Chronic Teacher Absenteeism Costs Millions, but Causes Aren't Clear | Eastern North Carolina Now

    Publisher's note: This post appears here courtesy of the Carolina Journal, and written by Lindsay Marchello, associate editor.

    The N.C. Department of Public Instruction classifies about one in five teachers as chronically absent. The absenteeism costs North Carolina schools about $17 million a year to pay substitute teachers, DPI says.

    Thomas Tomberlin, director of educator recruitment and support at DPI, presented a     report on chronic teacher absenteeism to the State Board of Education earlier this month.

    DPI defines chronic absenteeism as a teacher taking 10 or more non-consecutive sick days in a school year.
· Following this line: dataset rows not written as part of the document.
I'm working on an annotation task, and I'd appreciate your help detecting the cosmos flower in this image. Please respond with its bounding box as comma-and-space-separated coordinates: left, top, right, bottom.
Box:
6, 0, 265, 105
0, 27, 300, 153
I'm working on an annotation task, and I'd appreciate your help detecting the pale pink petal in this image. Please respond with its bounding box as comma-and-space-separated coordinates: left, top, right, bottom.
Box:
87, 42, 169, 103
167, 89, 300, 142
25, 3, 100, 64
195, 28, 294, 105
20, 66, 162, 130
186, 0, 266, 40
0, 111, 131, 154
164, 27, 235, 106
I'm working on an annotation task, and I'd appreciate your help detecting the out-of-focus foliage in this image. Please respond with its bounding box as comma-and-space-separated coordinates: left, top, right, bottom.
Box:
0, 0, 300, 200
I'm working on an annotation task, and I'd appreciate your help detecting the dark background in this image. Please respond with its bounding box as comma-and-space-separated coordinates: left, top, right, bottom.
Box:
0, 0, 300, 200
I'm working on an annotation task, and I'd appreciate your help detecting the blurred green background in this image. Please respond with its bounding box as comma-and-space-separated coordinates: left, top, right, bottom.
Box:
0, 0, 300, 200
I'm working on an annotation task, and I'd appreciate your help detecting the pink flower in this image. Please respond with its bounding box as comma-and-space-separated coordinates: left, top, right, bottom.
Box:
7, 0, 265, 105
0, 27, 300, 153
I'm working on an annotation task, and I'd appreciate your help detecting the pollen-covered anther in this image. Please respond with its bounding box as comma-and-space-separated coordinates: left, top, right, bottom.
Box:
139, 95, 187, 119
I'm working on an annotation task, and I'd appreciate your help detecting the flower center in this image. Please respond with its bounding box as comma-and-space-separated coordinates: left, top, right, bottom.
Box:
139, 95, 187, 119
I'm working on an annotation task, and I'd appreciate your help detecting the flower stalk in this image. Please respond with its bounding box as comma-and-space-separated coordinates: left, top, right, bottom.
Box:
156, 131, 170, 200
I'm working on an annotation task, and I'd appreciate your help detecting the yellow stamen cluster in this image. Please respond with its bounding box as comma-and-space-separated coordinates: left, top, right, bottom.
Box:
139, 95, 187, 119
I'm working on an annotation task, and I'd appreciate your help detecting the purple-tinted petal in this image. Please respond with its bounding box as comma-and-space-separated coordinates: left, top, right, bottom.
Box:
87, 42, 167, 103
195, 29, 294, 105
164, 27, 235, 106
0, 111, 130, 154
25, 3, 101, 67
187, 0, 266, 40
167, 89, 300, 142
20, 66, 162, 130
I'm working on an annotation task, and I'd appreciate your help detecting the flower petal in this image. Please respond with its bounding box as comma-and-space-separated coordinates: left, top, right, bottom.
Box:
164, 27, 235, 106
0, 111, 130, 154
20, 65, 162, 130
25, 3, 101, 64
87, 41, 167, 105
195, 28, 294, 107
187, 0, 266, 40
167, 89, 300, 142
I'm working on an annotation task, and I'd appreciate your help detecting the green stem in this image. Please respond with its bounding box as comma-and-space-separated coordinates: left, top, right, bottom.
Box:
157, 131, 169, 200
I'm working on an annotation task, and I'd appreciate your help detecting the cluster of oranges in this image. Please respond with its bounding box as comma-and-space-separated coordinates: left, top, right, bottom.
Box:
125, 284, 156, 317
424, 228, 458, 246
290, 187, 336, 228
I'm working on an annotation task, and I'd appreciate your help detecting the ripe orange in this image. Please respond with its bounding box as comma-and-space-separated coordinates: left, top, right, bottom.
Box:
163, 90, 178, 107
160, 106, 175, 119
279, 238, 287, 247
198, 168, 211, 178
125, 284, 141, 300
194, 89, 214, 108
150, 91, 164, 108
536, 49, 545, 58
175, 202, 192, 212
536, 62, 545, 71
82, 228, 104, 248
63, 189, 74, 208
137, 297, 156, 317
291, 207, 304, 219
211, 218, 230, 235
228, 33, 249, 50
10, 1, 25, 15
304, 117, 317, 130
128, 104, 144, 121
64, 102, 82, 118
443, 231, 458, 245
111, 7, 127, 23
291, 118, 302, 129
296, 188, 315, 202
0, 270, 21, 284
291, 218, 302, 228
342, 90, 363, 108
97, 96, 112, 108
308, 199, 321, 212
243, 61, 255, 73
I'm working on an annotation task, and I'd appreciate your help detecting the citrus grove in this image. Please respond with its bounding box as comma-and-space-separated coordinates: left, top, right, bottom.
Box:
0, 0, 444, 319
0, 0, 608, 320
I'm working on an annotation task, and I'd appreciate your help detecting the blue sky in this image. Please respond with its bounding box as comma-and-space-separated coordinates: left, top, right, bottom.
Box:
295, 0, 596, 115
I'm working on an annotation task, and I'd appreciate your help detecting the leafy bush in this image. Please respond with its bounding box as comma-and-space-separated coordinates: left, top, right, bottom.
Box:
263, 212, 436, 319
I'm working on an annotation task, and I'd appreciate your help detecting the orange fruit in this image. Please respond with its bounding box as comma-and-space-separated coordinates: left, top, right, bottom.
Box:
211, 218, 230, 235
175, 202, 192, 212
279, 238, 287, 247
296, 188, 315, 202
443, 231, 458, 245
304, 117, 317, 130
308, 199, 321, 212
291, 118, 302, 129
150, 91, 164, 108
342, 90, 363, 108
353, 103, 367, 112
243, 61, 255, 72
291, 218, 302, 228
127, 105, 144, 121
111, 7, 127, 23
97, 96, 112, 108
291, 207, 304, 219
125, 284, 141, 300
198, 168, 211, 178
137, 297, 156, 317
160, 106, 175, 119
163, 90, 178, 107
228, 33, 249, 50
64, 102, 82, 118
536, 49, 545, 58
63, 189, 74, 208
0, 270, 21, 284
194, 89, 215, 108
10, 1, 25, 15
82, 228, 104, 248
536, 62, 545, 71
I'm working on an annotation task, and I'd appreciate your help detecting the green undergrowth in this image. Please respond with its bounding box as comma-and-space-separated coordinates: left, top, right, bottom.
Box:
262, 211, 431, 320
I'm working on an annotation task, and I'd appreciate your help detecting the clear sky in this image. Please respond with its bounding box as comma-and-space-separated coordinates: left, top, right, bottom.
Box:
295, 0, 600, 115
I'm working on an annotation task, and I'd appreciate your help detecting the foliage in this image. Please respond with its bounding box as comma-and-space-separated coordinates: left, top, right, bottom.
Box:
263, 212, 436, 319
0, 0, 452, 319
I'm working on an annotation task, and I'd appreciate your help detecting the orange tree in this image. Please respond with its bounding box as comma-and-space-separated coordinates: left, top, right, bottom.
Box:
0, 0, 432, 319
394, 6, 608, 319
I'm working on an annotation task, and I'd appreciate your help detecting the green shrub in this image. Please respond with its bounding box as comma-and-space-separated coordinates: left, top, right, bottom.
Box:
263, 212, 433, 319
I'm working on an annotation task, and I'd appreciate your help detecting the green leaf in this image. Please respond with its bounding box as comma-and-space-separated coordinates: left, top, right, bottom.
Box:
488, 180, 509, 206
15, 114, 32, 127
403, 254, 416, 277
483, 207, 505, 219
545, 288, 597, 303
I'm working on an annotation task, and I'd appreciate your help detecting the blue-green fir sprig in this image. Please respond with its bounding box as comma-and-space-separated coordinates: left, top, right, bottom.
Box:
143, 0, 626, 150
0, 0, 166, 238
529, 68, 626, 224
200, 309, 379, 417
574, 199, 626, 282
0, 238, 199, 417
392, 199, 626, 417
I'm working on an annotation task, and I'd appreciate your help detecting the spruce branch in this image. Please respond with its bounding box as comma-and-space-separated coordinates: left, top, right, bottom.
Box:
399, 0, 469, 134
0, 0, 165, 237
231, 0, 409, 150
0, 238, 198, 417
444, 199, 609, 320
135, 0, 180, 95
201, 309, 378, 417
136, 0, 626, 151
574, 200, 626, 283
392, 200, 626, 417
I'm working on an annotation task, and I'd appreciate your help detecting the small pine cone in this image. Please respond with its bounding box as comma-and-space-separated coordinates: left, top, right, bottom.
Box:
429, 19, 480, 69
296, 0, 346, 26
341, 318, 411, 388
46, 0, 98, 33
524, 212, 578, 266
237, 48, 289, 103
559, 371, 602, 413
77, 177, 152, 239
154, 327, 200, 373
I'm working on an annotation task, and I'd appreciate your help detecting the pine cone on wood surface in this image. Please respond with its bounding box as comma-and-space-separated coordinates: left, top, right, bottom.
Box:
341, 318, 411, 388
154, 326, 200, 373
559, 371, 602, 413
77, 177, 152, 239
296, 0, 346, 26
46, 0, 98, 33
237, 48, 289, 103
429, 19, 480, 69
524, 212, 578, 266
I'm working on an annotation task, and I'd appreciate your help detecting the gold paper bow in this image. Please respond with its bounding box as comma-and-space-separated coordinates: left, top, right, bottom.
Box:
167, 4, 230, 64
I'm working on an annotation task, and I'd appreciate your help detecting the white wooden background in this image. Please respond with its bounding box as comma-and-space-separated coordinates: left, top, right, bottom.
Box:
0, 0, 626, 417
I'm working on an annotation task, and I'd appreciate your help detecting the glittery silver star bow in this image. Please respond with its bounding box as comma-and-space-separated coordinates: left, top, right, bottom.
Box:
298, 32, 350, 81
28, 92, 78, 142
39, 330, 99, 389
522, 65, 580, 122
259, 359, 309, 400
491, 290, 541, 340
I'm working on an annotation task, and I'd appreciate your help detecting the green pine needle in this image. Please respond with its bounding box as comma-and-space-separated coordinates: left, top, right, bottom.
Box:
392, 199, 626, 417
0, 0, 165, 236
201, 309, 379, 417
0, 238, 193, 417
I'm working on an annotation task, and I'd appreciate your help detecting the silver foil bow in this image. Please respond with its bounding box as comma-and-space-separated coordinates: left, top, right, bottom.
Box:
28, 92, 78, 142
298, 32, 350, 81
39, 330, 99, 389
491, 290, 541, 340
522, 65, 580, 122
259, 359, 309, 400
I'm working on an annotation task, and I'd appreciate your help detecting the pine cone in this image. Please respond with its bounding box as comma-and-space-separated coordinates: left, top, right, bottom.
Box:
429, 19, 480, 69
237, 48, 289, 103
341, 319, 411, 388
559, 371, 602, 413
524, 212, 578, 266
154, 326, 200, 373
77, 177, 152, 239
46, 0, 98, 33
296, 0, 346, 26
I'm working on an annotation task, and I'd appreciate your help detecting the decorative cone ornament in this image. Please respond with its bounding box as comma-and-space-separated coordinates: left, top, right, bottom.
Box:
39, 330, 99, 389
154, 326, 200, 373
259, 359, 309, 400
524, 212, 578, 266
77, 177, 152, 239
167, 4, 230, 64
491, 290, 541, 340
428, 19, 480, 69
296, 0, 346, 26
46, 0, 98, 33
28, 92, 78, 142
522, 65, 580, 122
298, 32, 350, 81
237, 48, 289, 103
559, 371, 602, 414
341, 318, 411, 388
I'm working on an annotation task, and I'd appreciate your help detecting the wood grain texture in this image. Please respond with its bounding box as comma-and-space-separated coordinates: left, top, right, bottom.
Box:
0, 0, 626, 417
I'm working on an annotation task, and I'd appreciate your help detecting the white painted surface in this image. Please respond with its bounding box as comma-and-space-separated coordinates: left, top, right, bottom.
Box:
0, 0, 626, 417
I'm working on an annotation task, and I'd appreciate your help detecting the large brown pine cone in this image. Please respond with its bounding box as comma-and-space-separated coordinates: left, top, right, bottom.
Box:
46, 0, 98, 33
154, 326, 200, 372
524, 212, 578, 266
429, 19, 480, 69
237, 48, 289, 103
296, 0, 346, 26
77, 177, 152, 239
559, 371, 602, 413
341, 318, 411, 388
For the 2016-17 school year, DPI labeled 22,121 out of 97,839 teachers chronically absent. Put differently, that's 22.6 percent of teachers considered chronically absent.

    Tomberlin told SBE members chronic absenteeism appears to correlate with schools scoring low on the annual school report card. Schools with an "F" grade had a higher percentage of chronically absent teachers than schools with an "A" or "B." Similarly, chronic absenteeism seems to correlate with lower EVAAS scores, which is used to measure a teacher's effectiveness.
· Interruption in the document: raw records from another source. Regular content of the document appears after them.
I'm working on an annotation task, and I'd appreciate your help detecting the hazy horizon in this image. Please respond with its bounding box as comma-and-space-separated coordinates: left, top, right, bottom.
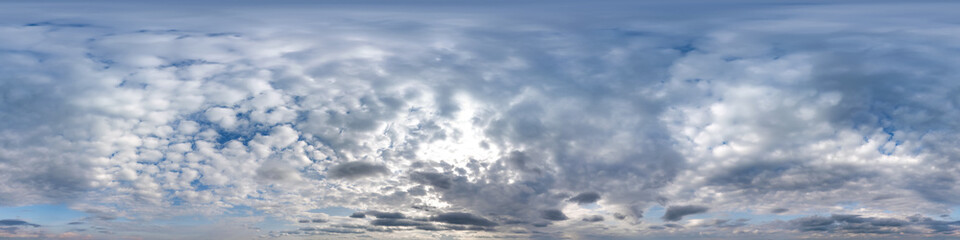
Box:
0, 0, 960, 239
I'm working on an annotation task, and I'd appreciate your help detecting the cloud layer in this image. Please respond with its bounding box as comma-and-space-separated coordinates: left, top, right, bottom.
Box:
0, 1, 960, 239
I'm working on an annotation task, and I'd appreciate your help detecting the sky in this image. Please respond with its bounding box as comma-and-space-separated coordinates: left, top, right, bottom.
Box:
0, 0, 960, 239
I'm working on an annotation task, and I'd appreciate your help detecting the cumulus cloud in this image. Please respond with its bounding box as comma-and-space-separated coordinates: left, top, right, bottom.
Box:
660, 205, 709, 221
327, 162, 390, 179
540, 209, 568, 221
569, 192, 600, 204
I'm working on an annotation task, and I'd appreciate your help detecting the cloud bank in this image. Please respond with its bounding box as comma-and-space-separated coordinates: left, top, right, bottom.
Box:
0, 1, 960, 239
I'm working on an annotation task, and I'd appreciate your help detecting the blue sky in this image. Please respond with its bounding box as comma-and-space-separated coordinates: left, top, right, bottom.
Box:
0, 0, 960, 239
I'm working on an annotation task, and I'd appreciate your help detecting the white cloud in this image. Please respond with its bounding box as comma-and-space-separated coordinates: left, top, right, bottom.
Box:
0, 0, 960, 238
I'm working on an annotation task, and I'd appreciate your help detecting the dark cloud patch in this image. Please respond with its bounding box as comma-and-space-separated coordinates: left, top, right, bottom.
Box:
410, 172, 453, 189
569, 192, 600, 204
540, 209, 568, 221
700, 218, 750, 228
663, 223, 683, 228
789, 214, 944, 234
366, 211, 406, 219
327, 162, 390, 179
430, 212, 498, 227
661, 205, 709, 221
530, 222, 550, 227
370, 218, 428, 227
582, 215, 603, 222
0, 219, 40, 227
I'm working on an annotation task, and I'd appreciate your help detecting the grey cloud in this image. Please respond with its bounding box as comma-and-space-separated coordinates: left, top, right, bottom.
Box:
582, 215, 603, 222
0, 219, 40, 227
540, 209, 568, 221
410, 172, 453, 189
660, 205, 709, 221
0, 1, 960, 238
570, 192, 600, 204
327, 162, 390, 179
370, 218, 430, 227
430, 212, 499, 227
789, 214, 960, 234
366, 211, 406, 219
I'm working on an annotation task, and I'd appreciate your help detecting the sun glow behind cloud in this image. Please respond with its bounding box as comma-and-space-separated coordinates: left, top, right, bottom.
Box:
0, 1, 960, 239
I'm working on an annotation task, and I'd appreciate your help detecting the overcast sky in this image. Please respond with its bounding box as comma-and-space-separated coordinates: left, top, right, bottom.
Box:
0, 0, 960, 239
    Tabari Wallace, the 2018 principal of the year and advisory member of the state education board, said his school district was able to reduce absences with policy changes.

    Wallace said chronic teacher absenteeism was a problem in Craven County until a new policy required teachers to get a doctor's note or provide 60 days' notice to take off any Monday, Friday, or day after a holiday. After the policy was implemented, teacher absences dropped by 40 percent.
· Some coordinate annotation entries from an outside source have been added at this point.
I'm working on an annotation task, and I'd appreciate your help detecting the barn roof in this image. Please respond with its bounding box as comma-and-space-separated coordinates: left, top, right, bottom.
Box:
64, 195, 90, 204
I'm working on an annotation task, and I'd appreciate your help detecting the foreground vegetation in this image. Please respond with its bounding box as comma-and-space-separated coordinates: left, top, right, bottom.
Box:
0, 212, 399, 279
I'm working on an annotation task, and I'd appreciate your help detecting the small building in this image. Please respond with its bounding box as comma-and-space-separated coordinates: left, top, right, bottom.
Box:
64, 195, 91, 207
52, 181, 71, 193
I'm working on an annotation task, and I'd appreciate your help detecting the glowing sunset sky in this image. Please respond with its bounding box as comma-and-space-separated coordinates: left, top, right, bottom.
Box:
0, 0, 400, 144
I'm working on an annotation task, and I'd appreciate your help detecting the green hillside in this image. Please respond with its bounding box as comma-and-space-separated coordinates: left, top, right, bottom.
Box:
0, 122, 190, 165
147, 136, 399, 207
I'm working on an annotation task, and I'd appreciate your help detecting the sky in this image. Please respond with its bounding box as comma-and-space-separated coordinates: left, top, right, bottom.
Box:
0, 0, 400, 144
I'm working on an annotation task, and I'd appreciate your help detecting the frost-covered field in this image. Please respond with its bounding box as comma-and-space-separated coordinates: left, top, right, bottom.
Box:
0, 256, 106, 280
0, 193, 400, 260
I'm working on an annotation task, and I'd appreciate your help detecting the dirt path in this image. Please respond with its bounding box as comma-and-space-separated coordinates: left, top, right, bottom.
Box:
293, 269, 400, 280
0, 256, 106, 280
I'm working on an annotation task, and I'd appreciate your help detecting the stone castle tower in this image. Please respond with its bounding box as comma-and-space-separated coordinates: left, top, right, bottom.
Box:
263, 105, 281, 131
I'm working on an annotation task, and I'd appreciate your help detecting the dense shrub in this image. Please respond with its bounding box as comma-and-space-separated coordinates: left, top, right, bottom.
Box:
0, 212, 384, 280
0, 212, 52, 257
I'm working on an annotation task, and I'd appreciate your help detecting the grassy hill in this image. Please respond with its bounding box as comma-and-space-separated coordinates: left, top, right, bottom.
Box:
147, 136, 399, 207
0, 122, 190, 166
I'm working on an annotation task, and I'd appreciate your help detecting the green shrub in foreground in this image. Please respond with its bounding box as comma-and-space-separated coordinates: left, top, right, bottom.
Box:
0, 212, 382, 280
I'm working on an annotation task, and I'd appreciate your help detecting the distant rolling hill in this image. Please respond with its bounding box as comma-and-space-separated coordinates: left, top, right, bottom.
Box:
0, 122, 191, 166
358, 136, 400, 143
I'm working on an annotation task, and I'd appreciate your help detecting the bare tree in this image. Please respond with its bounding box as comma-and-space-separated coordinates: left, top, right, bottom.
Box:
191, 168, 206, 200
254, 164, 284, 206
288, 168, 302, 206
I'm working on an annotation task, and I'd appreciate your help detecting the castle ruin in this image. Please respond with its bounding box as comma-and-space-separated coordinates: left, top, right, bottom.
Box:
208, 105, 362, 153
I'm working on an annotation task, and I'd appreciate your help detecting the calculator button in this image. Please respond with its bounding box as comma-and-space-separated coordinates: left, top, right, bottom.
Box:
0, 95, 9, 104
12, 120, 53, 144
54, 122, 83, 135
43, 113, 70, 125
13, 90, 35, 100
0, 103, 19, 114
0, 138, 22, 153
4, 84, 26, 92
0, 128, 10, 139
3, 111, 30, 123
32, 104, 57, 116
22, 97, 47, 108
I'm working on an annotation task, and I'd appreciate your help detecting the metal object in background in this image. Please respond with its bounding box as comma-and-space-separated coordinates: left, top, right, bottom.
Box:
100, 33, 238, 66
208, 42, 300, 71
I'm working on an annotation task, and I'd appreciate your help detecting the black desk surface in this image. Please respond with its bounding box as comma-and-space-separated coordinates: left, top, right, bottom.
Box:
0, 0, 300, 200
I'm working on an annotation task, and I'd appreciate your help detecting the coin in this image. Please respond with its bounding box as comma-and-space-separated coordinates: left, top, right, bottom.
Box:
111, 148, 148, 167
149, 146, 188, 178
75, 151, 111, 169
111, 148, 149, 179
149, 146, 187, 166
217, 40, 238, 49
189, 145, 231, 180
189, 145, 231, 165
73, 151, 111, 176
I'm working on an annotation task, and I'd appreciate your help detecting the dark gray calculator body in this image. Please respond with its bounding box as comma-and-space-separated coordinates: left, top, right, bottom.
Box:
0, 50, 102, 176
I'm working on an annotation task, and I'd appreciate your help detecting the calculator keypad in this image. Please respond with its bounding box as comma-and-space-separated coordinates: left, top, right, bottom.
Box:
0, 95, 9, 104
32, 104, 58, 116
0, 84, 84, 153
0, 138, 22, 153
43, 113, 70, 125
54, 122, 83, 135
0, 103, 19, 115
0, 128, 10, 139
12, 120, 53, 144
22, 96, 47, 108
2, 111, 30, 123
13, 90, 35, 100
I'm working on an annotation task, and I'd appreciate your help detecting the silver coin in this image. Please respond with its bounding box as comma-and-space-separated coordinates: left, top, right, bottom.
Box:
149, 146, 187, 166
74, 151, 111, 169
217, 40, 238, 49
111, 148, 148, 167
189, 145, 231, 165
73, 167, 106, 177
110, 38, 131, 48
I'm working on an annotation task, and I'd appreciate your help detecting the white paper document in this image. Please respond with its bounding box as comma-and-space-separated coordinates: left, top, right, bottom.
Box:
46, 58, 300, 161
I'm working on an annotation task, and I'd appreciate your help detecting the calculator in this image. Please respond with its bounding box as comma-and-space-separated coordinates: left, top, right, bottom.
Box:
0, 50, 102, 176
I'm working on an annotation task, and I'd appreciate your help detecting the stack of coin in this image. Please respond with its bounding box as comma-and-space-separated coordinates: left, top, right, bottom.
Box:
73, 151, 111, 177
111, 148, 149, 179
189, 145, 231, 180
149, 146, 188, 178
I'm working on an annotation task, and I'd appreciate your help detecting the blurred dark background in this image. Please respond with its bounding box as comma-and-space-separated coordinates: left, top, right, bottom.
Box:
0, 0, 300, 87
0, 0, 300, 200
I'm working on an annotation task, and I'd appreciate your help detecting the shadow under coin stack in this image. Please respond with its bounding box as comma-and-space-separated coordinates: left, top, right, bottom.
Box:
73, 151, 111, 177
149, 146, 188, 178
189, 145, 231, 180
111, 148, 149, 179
    Terry Stoops, vice president of research and director of education studies at the John Locke Foundation, said the report on chronic teacher absenteeism is a good start, but more information is needed to identify the causes.

    "Until we know why so many teachers are chronically absent, policymakers, in particular, cannot address the problem," Stoops said.

    Tomberlin told board members part of the problem may lie with a misunderstanding of policy. Some local education agencies interpret state extended sick leave policy to allow teachers 20 additional sick days, beyond their accrued 10 sick days.

    "Until we have data that say otherwise, we should assume that the extended absences are for legitimate reasons," Stoops said. "The question then becomes how teachers and administrators better manage student instruction in the absence of the regular classroom teacher."